Notebook 02 — Prompts That Work¶
Premise: Prompts are a form of code. A bad prompt buries the model. A good prompt is short, specific, and structured. The same model gives a 9/10 answer to one prompt and a 3/10 to another — the difference is craft.
You'll learn:
- Anatomy of a good prompt — role, task, constraints, format, examples.
- The five anti-patterns that wreck most prompts.
- Plan · Do · Check — split a task into three separate prompts and watch quality jump. This is the foundation of a self-correcting agent.
By the end you will have:
- Compared 4 versions of the same prompt and seen output quality climb
- Recognized vague / kitchen-sink / contradictory / buried-lede / hidden-context prompts
- Built a 3-stage Plan → Do → Check pipeline by hand
- Made the agent catch its own mistakes
Setup¶
from textwrap import dedent
from dotenv import load_dotenv
load_dotenv()
from arcllm import load_model, Message
from rich import print
from rich.panel import Panel
from rich.console import Console
console = Console()
model = load_model('anthropic')
async def ask(prompt: str, *, system: str | None = None) -> str:
msgs = []
if system:
msgs.append(Message(role='system', content=system))
msgs.append(Message(role='user', content=prompt))
resp = await model.invoke(msgs)
return resp.content or ''
1. Good vs bad — same task, four prompts¶
We'll ask for a paper summary four ways, from worst to best.

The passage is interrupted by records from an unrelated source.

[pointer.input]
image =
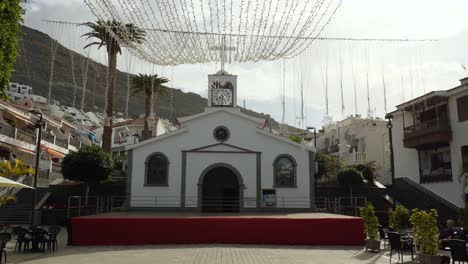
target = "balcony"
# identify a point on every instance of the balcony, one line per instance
(61, 143)
(75, 142)
(331, 149)
(431, 133)
(47, 137)
(7, 130)
(25, 137)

Watch the output get more useful with each iteration.
PAPER = dedent('''
We present a method for accelerating tokamak plasma simulations using
a graph-neural-network surrogate trained on 12,000 hours of HPC runs.
The surrogate predicts edge-plasma density 200x faster than the
reference fluid solver, with mean absolute error under 4% across
held-out shots. We do not address pellet injection or RMP coil
configurations. Code available; data released under DOE-cleared
embargo until 2027.
''').strip()
PROMPTS = {
'BAD (vague)':
'Summarize this:\n\n' + PAPER,
'MEDIUM (specifies length)':
f'Summarize this in 2 sentences:\n\n{PAPER}',
'GOOD (structured ask)': dedent(f'''
Summarize this paper as 3 bullets:
- Contribution (what is new)
- Method (how)
- Limitations (what it does NOT do)
Paper:
{PAPER}
''').strip(),
'GREAT (role + format + bound)': dedent(f'''
You are a national-lab program manager skimming proposals.

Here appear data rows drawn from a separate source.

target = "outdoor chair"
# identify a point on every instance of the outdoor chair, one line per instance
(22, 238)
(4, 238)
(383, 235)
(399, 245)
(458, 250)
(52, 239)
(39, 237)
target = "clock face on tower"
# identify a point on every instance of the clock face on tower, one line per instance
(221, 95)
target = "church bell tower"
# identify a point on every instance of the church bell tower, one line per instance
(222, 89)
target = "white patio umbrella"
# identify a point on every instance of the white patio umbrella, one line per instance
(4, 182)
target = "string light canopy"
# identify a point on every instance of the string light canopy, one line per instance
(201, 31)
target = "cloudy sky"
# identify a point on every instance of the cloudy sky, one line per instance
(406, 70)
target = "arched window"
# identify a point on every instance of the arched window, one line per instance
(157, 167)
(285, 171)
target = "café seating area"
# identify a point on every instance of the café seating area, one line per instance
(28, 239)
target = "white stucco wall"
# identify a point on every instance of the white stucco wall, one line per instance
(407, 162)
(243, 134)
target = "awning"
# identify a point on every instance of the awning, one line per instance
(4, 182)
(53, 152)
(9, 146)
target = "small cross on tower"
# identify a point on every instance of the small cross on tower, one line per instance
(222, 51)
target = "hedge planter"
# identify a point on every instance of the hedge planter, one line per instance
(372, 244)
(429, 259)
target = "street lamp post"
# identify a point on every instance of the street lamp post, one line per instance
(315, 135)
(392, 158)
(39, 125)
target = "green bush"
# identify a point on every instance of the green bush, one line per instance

Read the paper and output exactly this Markdown table:
| Field | Value |
|---|---|
| Contribution | _≤12 words_ |
| Method | _≤12 words_ |
| Speedup | _quote the number_ |
| Accuracy | _quote the number_ |
| Out of scope | _≤12 words_ |
| Availability | _quote the wording_ |
Paper:
{PAPER}
''').strip(),
}
for label, prompt in PROMPTS.items():
out = await ask(prompt)
console.print(Panel(out, title=f'[bold]{label}[/bold]', border_style='cyan'))
2. The five anti-patterns¶
If you can name what's wrong with a prompt, you can fix it. These are the five wrecks I see most often:
| Anti-pattern | Example | Fix |
|---|---|---|
| Vague | "make it better" | Specify what better means: shorter? more cited? more concrete? |
| Kitchen-sink | 30 instructions in one prompt | Split into stages. The model can't track 30 things at once. |
| Contradictory | "be exhaustive but terse" | Pick one. Or rank: "as terse as you can while still naming each gene." |
| Hidden context | "as we discussed earlier" | Restate the context. The model didn't read your last meeting. |
| Buried lede | actual task in line 47 of background | Put the task in the first line. Move background to the end. |
Try it: take the BAD prompt above and rewrite it. Which anti-pattern was it? What did you fix?
3. Plan · Do · Check — three prompts, one task¶
Most quality failures come from asking the model to think and execute and validate in one shot. Split them. Use a different prompt for each stage.
- PLAN: think first, output a structured plan (no execution yet)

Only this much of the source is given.